Plan for cluster network

The cluster consists of the following hosts

master
worker1
worker2
worker3

For that we update the /etc/hosts file, for instance, in this tutorial, the content of the file after the update will be:

$ cat /etc/hosts
127.0.0.1       localhost

# The following lines are desirable for IPv6 capable hosts
::1     localhost ip6-localhost ip6-loopback
ff02::1 ip6-allnodes
ff02::2 ip6-allrouters

192.168.56.3 hdbase
192.168.56.4 master
192.168.56.5 worker1
192.168.56.6 worker2
192.168.56.7 worker3
192.168.56.8 worker4
192.168.56.9 worker5
192.168.56.10 worker6
192.168.56.11 worker7
192.168.56.12 worker8
$

Configure for NameNode and DataNode

Create setting files

# make HDFS file directory for NameMode - only needed for NameNode
sudo mkdir -p /opt/hadoop_data/hdfs/namenode
# make HDFS file directory for DataNode - only needed for v
sudo mkdir -p /opt/hadoop_data/hdfs/datanode
# change ownship to hadoop
sudo chown -R hadoop:hadoop /opt/hadoop_data/

# load hadoop configuration
cat >> ~/.bashrc <<END

# load hadoop settings
. .hadoop_settings
END

Create ` ~/.hadoop_settings` file with the following content:

export JAVA_HOME=$(readlink -f /usr/bin/java | sed "s:bin/java::")
export HADOOP_HOME=/opt/hadoop
export HADOOP_INSTALL=$HADOOP_HOME
export YARN_HOME=$HADOOP_HOME
export PATH=$PATH:$HADOOP_INSTALL/bin
export HADOOP_COMMON_LIB_NATIVE_DIR=$HADOOP_HOME/lib/native
export HADOOP_OPTS="-Djava.library.path=$HADOOP_HOME/lib/native"

Install NameNode software

# extract hadoop binary
sudo tar -xzvf hadoop-3.4.2.tar.gz -C /opt
chown -R hadoop:hadoop /opt/hadoop-3.4.2
sudo ln -s /opt/hadoop-3.4.2 /opt/hadoop

Edit /opt/hadoop/etc/hadoop/core-site.xml, replace the <configuration></configuration> with:

<configuration>
  <property>
      <name>fs.default.name</name>
      <value>hdfs://master:9000/</value>
  </property>
  <property>
      <name>fs.default.FS</name>
      <value>hdfs://master:9000/</value>
  </property>
</configuration>

Here we configure Hadoop to run the NameNode daemon at host master.

Edit /opt/hadoop/etc/hadoop/hdfs-site.xml, replace the <configuration></configuration> with:

<configuration>
  <property>
      <name>dfs.datanode.data.dir</name>
      <value>/opt/hadoop_data/hdfs/datanode</value>
      <final>true</final>
  </property>
  <property>
      <name>dfs.namenode.name.dir</name>
      <value>/opt/hadoop_data/hdfs/namenode</value>
      <final>true</final>
  </property>
  <property>
      <name>dfs.namenode.http-address</name>
      <value>master:50070</value>
  </property>
  <property>
      <name>dfs.replication</name>
      <value>3</value>
  </property>
</configuration>

Here, we configure where NameNode meta data is and where DataNode data is.
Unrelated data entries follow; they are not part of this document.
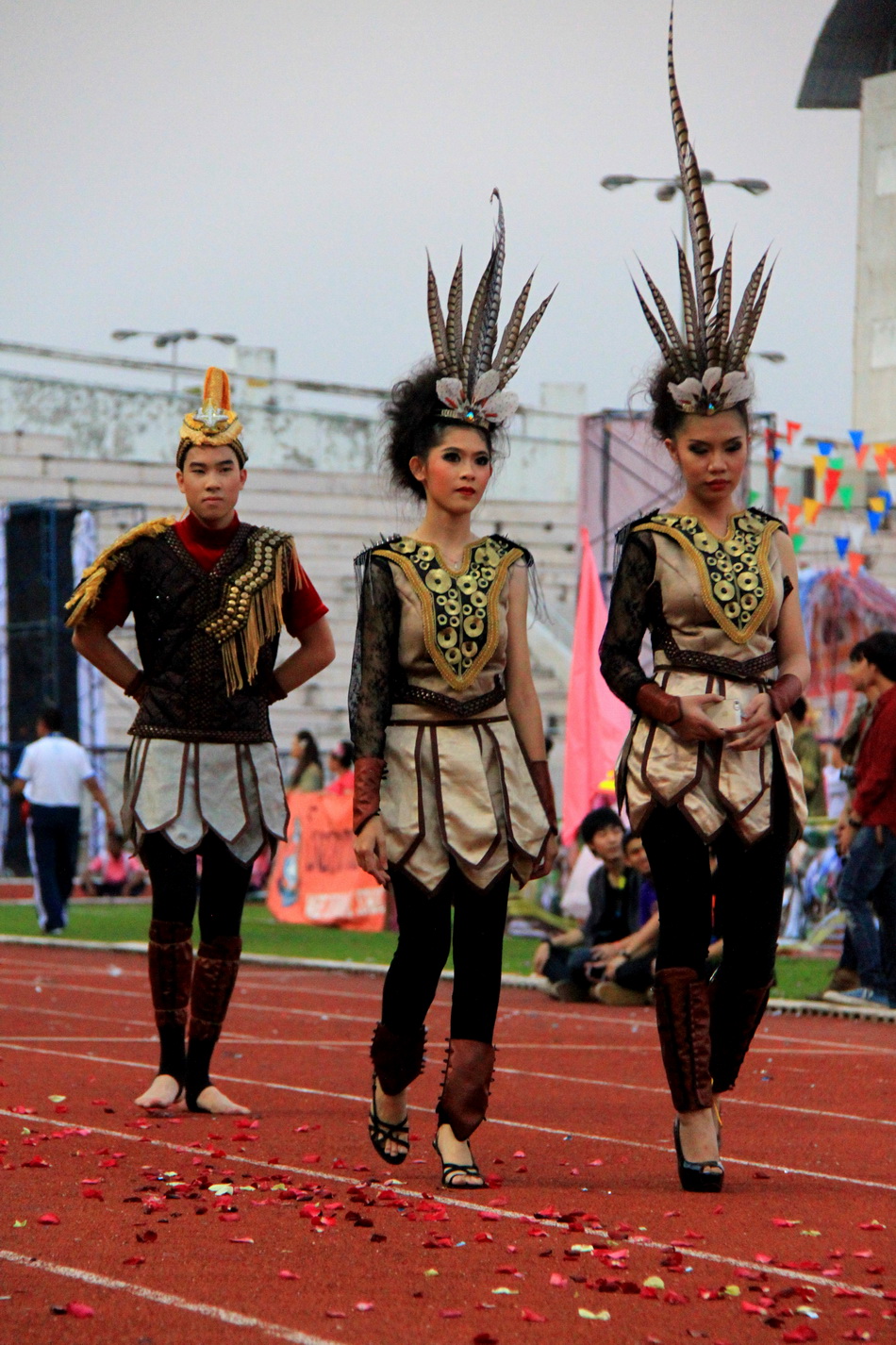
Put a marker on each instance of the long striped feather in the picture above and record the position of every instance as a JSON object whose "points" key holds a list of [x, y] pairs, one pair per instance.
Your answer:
{"points": [[436, 322], [672, 335], [753, 323], [659, 337], [744, 309], [689, 306], [696, 202], [514, 323], [525, 337], [455, 319]]}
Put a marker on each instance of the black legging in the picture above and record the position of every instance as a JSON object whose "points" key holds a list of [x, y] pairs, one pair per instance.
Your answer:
{"points": [[748, 887], [424, 943], [221, 890]]}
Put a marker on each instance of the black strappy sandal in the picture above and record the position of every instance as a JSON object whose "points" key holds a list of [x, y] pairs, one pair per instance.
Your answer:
{"points": [[450, 1171], [699, 1177], [385, 1131]]}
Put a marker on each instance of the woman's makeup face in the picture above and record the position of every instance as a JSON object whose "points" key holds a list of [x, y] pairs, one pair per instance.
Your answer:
{"points": [[455, 471], [712, 454]]}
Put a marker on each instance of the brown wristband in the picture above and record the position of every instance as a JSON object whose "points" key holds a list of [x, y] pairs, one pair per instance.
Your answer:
{"points": [[136, 688], [366, 801], [545, 789], [658, 705], [783, 693]]}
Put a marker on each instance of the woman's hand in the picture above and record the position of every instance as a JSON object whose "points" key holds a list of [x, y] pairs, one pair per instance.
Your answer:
{"points": [[694, 725], [549, 858], [755, 726], [370, 849]]}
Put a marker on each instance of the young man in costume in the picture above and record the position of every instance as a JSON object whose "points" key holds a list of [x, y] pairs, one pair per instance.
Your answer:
{"points": [[208, 596]]}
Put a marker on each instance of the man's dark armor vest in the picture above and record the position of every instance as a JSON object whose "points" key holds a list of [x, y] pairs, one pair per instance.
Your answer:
{"points": [[173, 599]]}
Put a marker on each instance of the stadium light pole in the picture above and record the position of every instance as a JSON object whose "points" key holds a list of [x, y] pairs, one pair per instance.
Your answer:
{"points": [[173, 340], [669, 187]]}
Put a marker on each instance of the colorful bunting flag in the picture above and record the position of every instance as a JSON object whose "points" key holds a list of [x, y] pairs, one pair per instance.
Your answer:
{"points": [[832, 482]]}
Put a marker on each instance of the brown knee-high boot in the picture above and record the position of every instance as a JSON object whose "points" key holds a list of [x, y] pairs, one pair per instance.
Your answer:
{"points": [[170, 982], [464, 1091], [397, 1058], [213, 981], [735, 1014], [682, 1020]]}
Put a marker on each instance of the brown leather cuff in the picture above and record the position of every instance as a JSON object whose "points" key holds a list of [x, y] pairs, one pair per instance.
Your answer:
{"points": [[783, 693], [136, 688], [658, 705], [368, 777], [543, 789]]}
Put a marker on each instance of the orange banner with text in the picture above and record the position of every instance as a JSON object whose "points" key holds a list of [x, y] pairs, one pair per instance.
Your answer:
{"points": [[315, 878]]}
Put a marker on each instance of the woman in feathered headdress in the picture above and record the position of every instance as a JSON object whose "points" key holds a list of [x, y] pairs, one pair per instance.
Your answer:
{"points": [[452, 791], [708, 771]]}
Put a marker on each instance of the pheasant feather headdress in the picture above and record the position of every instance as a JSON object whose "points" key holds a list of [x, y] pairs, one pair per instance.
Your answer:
{"points": [[708, 359], [215, 423], [473, 375]]}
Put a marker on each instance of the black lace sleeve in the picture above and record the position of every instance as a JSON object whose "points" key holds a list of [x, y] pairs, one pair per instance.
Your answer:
{"points": [[628, 618], [375, 656]]}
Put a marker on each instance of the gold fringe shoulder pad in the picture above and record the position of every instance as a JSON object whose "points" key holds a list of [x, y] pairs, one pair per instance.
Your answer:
{"points": [[88, 592]]}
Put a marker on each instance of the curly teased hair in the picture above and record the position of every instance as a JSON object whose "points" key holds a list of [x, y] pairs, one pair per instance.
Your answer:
{"points": [[415, 425], [666, 416]]}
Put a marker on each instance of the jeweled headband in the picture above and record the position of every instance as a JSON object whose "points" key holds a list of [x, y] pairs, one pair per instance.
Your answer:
{"points": [[708, 360], [473, 374]]}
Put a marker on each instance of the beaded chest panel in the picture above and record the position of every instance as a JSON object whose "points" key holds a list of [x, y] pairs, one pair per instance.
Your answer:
{"points": [[460, 618], [735, 576]]}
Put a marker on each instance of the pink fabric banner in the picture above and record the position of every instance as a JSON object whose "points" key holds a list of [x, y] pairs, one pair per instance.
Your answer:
{"points": [[596, 722]]}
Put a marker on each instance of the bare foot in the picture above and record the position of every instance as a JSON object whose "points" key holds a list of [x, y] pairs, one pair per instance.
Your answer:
{"points": [[163, 1091], [393, 1110], [218, 1104], [454, 1150], [699, 1136]]}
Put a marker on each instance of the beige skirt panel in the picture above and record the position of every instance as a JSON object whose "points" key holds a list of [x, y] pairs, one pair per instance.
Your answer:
{"points": [[709, 782]]}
In addition, we configure replication factor of 3.

Edit /opt/hadoop/etc/hadoop/yarn-site.xml, replace the <configuration></configuration> with:

<configuration>
  <property>
      <name>yarn.resourcemanager.resource-tracker.address</name>
      <value>master:8025</value>
  </property>
  <property>
      <name>yarn.resourcemanager.scheduler.address</name>
      <value>master:8035</value>
  </property>
  <property>
      <name>yarn.resourcemanager.address</name>
      <value>master:8050</value>
  </property>
</configuration>

We configure YARN daemons to run at the master host.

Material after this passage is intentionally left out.